1. ## Geometry

How would you define the exterior angles of a non convex quadrilateral ABCD so that the sum of the four exterior angles is 360

2. Hello hebby
Originally Posted by hebby
How would you define the exterior angles of a non convex quadrilateral ABCD so that the sum of the four exterior angles is 360
Define the size of each exterior angle as $\displaystyle 180^o$ minus its corresponding interior angle. That way, if any interior angle is greater than $\displaystyle 180^o$ (which it will be at a re-entrant vertex), its corresponding exterior angle will be negative.

3. So would the exterior angles sum up to 0?

4. Hello hebby
Originally Posted by hebby
So would the exterior angles sum up to 0?
No, they'll sum to $\displaystyle 360^o$ as usual. Here's why:

In any quadrilateral $\displaystyle ABCD$ (whether convex or not) the interior angles add up to $\displaystyle 360^o$. This is because a diagonal can be drawn that divides the quadrilateral into two triangles. The sum of the angles of each triangle is $\displaystyle 180^o$. Therefore $\displaystyle \angle A + \angle B+\angle C + \angle D =360^o$, where $\displaystyle \angle A, ...$ denote the interior angles at each vertex.

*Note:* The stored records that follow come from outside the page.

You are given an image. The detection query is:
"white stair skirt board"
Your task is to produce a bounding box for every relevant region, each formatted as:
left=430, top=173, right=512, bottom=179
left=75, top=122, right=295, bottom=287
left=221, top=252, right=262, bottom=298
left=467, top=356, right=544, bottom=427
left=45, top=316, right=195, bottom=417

Then if we define the size of each exterior angle as $\displaystyle 180^o$ minus the size of the interior angle, and denote the exterior angles by $\displaystyle \alpha, \beta, \gamma, \delta$, we have:
$\displaystyle \alpha+\beta+\gamma+\delta = (180^o - \angle A)+(180^o - \angle B)+(180^o - \angle C)+(180^o - \angle D)$
$\displaystyle =720^o-(\angle A + \angle B+\angle C + \angle D)$

$\displaystyle =720^o-360^o$

$\displaystyle =360^o$